Presentation Title

Postpartum Depression in Men: Evidence That Calls for Refining a Paradigm


Science proceeds through disconfirmation. Theories appear that seem to explain the data and, once these theories crystalize into a paradigm, disconfirming evidence tends to be discarded until sufficient disconfirming evidence accumulates to produce a sort of tipping point. We are at such a precipice now in our knowledge of postpartum depression. Much has been written about women’s experience of pregnancy and postpartum, most of it exploring negative reactions ranging from clinical depression to postpartum psychosis and infanticide and most of it attributing negative reactions to the unique physiological changes that women experience during pregnancy and parturition. But the incidence rates of depression among birth mothers and adoptive mothers is the same, and the incidence rates between mothers and fathers is not statistically significant. Postpartum depression in adoptive parents and in fathers provide the evidence necessary to tip our "hormones only" paradigm to something broader, more nuanced, intricate and multidimensional.

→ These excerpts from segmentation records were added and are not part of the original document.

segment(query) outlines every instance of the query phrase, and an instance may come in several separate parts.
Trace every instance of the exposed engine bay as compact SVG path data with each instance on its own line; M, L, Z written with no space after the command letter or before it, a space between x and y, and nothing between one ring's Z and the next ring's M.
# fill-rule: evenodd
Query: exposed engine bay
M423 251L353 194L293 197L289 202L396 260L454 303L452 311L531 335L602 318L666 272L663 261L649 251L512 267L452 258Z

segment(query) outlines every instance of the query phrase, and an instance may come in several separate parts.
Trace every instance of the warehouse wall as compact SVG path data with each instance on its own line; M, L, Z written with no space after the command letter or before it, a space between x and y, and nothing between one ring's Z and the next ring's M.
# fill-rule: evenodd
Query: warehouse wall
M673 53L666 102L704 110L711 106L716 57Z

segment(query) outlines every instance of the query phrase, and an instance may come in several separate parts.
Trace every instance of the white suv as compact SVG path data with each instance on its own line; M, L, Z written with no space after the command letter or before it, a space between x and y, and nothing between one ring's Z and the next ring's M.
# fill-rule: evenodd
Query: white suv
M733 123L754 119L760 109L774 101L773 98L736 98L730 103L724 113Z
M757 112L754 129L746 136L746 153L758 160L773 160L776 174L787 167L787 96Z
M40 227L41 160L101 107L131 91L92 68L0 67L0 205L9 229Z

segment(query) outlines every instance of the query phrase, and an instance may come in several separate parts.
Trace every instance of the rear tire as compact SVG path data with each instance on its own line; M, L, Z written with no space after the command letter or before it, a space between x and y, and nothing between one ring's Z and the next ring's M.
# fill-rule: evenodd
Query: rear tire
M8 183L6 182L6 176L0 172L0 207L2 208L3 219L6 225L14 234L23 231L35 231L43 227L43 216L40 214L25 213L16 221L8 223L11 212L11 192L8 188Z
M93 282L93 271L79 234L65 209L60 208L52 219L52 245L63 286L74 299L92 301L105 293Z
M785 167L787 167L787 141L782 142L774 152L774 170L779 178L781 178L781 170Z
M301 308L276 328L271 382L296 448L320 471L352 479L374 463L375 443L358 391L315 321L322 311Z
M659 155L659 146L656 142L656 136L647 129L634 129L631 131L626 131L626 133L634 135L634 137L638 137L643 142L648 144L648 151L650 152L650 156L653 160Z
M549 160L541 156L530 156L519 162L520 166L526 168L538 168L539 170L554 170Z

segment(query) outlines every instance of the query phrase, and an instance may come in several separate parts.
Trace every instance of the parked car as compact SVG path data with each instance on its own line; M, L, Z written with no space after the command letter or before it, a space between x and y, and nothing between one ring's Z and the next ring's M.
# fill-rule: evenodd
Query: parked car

Partners preparing to welcome a baby share the experience and influence one another at many different levels ranging from internal and hormonal to the external and social. Studies repeatedly show that “close contact with a pregnant partner can induce hormonal changes that enhance and accelerate the onset of paternal responsiveness in some men, as has been found in nonhuman animal studies”[6]. These hormones seem to prepare men for fatherhood and encourage responsiveness to an infant as males who have never reproduced ignore, avoid, or aggress toward infants of the species. But this only happens in cultures where the marriage partnership is intimate and emotional. Similarly, men also experience birth with a wide range of emotions and biological changes and these vary across cultures. Thus, postpartum depression can no longer be seen as primarily a pathological variant of female reproductive processes. Our existing paradigm is too small, it must be modified.